Anak-anak akan mengingat momen-momen manis bersama mahasiswa dari kampus di kota hingga mereka beranjak dewasa. Mereka bisa merasakan mana kakak mahasiswa yang tulus, setengah tulus, bahkan hanya pura-pura baik padanya karena tuntutan peran. Mereka tak senaif yang kita bayangkan.
Terlihat tak berpengaruh apa-apa, tapi bisa saja itu menjadi jalan pembuka impian mereka untuk minimal berjas almamater kampus kebanggaannya kelak. Impian tak kalah berharganya dengan memperoleh apa yang diimpikan. Dan kita bisa memilih menjadi seseorang yang berperan membikin mereka percaya diri untuk bermimpi.

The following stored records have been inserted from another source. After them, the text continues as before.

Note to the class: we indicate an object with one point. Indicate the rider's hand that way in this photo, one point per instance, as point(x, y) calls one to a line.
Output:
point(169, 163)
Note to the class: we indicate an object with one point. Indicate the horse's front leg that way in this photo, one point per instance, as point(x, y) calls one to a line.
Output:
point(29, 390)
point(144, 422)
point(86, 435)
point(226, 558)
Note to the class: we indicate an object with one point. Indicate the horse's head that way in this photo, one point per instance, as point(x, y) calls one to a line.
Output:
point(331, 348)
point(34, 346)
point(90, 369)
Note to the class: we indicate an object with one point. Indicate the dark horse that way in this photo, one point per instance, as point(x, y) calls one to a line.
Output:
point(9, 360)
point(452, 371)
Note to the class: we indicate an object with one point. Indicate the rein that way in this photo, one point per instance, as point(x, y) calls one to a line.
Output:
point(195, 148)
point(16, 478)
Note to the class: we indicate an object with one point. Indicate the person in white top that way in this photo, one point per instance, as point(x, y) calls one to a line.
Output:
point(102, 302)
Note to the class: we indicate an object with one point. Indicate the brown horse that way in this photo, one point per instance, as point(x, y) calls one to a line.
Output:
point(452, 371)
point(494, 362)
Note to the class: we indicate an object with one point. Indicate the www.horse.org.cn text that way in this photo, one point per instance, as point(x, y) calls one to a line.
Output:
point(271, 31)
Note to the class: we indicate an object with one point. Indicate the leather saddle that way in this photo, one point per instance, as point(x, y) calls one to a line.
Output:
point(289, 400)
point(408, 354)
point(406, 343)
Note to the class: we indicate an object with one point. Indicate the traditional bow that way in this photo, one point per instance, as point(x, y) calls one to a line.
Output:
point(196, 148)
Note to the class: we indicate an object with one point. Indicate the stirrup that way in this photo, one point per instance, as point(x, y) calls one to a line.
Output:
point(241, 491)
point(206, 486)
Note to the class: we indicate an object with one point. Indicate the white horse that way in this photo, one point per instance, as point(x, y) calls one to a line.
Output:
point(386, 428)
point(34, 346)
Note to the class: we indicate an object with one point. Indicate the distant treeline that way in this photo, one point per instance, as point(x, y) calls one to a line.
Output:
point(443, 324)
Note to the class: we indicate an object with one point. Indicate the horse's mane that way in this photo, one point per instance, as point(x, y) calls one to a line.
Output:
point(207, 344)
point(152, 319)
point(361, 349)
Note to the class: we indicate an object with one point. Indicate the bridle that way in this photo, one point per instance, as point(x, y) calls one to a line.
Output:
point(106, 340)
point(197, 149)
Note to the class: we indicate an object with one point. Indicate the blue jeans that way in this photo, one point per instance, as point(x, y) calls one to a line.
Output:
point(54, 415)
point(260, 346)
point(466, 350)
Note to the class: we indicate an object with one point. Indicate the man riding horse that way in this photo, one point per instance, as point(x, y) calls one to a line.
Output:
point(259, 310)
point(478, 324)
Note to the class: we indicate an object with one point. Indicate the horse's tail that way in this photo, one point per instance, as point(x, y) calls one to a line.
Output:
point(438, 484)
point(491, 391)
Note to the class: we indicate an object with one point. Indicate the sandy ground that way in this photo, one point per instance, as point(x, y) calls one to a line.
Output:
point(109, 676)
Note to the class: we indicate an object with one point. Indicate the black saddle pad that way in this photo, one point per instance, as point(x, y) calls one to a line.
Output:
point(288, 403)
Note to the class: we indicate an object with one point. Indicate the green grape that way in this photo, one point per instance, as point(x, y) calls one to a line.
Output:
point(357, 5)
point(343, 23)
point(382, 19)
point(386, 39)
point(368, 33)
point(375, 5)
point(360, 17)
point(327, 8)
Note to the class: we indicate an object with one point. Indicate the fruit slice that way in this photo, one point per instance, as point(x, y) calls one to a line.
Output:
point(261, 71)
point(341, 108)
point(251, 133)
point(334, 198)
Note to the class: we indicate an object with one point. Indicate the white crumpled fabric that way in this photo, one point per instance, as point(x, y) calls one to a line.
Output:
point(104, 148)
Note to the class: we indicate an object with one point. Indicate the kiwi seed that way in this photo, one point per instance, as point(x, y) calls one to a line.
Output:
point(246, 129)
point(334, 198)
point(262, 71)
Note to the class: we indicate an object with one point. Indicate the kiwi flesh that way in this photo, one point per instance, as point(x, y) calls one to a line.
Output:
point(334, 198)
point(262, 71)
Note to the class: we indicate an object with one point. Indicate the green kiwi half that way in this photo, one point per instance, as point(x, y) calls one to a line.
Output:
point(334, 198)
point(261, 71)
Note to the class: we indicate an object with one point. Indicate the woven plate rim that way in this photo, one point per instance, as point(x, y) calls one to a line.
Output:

Kalau kita punya cukup waktu untuk mendirikan sebuah kelompok belajar yang sifatnya non formal, silakan dirikan. Di dalamnya bisa diisi dengan beragam tipe kegiatan dan mengajak kenalan lain untuk turut serta berkontribusi, seperti ikut mengajar, berdonasi untuk operasional kegiatan pembelajaran atau sekadar foto-foto dan mendesain beragam konten untuk keperluan media sosial.
Sepengalaman saya mendirikan kelompok belajar serupa bersama beberapa kawan—kami menamakannya Planet Antariksa—di tahun 2016-2018, ternyata tidak terlalu rumit. Kami berkegiatan di daerah Geger Arum, dekat kampus UPI Bandung setiap Sabtu sore. Modal uang adalah nomor sekian. Nomor pertamanya adalah niat tulus untuk berbagi. Nanti akan selalu ada jalan untuk pengembangannya ke depan.
Kenapa akhirnya ini hanya bertahan 2 tahun? Kami ternyata harus menghadapi kehidupan pasca kampus sehingga koordinasi di antara pengurus lumayan keteteran. Kami kembali ke asal masing-masing dan ada juga yang bekerja di luar Bandung. Meskipun jarak kini bisa dipangkas dengan teknologi, karena kegiatan kami membutuhkan kehadiran orang-orang, ini jadi kendala tersendiri.
Selain itu, kami pun tidak melakukan proses kaderisasi yang baik sehingga keberjalanan Planet Antariksa sangat tergantung pada keberadaan kami. Ini bahan evalusi bagi saya pribadi yang ke depan ingin membikin kelompok belajar serupa.
Itu hanya contoh. Ada banyak pilihan di depan mata yang bisa dilakukan sebagai wujud bakti pada negeri, terutama di sektor pendidikan. Kita harus melakukannya atas dasar kecintaan pada negeri ini agar tak merasa terbebani ketika menjalaninya.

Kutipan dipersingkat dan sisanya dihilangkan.